Our lawyers often represent clients in dealing with beneficiary designations on pension and qualified plans. In one such case, Howell Bramson, Robert M. Redis and other lawyers at the firm successfully represented a surviving spouse’s estate and persuaded the lower court to invalidate a beneficiary designation on a qualified plan for the Decedent’s child (to the exclusion of the decedent’s spouse) on the grounds that the beneficiary designation violated the spousal consent rules under ERISA. The trial court's determination was upheld, on appeal, by the Second Circuit Court of Appeals. The appeal also deal with significant legal questions, such as the applicability of ERISA to controlled foreign corporations and whether these sufficiently implicated the Interstate Commerce Clause of the United States Constitution.

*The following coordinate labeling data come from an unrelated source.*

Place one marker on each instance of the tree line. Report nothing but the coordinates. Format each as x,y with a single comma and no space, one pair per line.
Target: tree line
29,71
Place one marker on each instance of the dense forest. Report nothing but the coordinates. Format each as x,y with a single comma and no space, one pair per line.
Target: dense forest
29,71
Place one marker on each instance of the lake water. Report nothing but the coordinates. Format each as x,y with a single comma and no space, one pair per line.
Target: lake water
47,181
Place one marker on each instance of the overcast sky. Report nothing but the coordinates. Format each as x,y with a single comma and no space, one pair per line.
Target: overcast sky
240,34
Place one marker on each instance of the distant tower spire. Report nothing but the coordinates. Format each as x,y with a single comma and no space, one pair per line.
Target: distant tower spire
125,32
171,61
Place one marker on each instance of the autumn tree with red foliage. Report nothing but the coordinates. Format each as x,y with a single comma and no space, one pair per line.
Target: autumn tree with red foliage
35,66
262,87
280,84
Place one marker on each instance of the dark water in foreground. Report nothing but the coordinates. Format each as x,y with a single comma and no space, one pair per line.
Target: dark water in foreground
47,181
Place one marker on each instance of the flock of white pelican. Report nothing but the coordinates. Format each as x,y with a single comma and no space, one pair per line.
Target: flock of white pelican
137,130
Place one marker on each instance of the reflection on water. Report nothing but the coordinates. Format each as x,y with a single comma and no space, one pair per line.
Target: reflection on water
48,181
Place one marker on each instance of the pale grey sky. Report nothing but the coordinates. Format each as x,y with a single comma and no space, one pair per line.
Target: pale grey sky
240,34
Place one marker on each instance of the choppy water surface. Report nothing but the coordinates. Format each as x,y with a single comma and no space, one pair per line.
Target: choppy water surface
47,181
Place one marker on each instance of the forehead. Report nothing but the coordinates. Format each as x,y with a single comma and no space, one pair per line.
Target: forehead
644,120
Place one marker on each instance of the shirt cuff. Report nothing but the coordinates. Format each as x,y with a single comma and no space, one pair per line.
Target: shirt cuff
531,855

Sometimes, the tax apportionment clause - an often overlooked clause in a will - has a huge impact on the actual distributions under a will. In this case, Frank W. Streng and others at the firm successfully represented a major health care institution in a contested accouting proceeding in which we challenged the executors’ interpretation of the decedent’s tax apportionment clause in her Will. The charitable beneficiary would have been deprived of hundreds of thousands of dollars of its proper share of a multi-million dollar estate had the executors' interpretation been adopted. The lower court opinion was affirmed by the appellate court.